Hello Graham,
Hello Graham,
You write, "There would be no reason why the Egyptian would design something we thought primitive just as there would be no reason why a modern would design something we thought primitive."
Basic arithmetic and linear geometry are widely still in use today in our technologically advanced cultures (ask the professional carpenter who earlier this year built a walk-in cupboard in my flat/apartment
), so I see no reason to think of the AEs use of them as in any way 'primitive'.
You write, 'So if we are going to keep Egyptian geometry simple I don't think we should discard the golden section.'
I am not advocating the discarding of anything.
AFAIK, in Khufu's pyramid there is only one clear-cut example of the possible intentional use of Phi (the Golden Section) in its planning, and that is in the King's Chamber.
Now, this supposed deliberate appearance relies on a) either the distance between the base of the King's Chamber's walls and the surface of its raised floor or the distance between the surface of its raised floor and the top of its walls (one being a natural product of the other) b) the length of the Chamber c) the width of the Chamber and d) the full height of its walls.
Question, how did the architect go about creating the appearance of Phi in the King's Chamber?
I think we can safely presume he started with the floor plan, making it a rectangle 10rc x 20rc.
But what did he do from there on?
To say that the 4th Dyn. Egyptians knew the ratio Phi and deliberately incorporated it in their planning of the King’s Chamber requires, IMO, mathematical proof that its appearance cannot be down to an accident of design.
Now, I have found three ways of reproducing the KC Phi effect or a dimension very close to it.

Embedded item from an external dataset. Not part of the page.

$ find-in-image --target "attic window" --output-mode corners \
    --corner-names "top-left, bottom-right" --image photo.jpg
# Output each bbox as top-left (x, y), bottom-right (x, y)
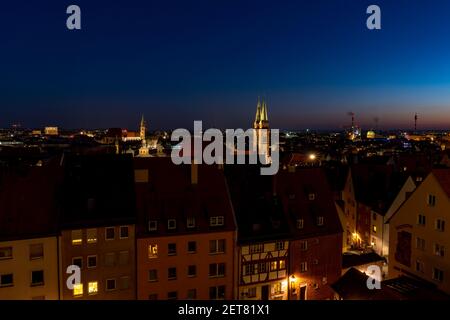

Only one of these three methods involves the deliberate application of Phi.
The other two create the effect as a natural product of other things.
I suggest that this indicates that the appearance of Phi in the King’s Chamber is unintentional.
IIRC, Phi can also be found in the Pyramid’s superstructure (I can’t recall offhand how it goes).
But again the situation is that it can be shown to be the natural product of something else.
In this instance, simply building a pyramid with a rise of 1 royal cubit to 5 ½ palms run produces the effect.
IMO, keeping ‘pyramid geometry’, to coin a phrase, simple does require the exclusion of the Phi ratio.
Regards,
MJ
Note:
Unfortunately, the actual floor of this Chamber is tilted (NE corner to SW corner, IIRC) by more than 2 inches.
Consequently, it is difficult to tell what the intended distance between the base of the walls and the surface of the floor was (using the top of the first wall course as a guide it is actually from 4.1" to 6.39", or 5.25" +/- 1.15").
Measurements gleaned from the flooring between the King’s Chamber and the Great Step, the face of the Great Step itself, the Grand Gallery ramps, the step in the Queen’s Chamber Passage, and the Queen’s Chamber doorway suggest that the floor of the KC was planned to be 0.27 royal cubits (5.6”) above the base of the Chamber’s walls.
This 0.27 royal cubits is simply the difference between the vertical and perpendicular heights of a passage 2.286 royal cubits high set at a 1:2 gradient.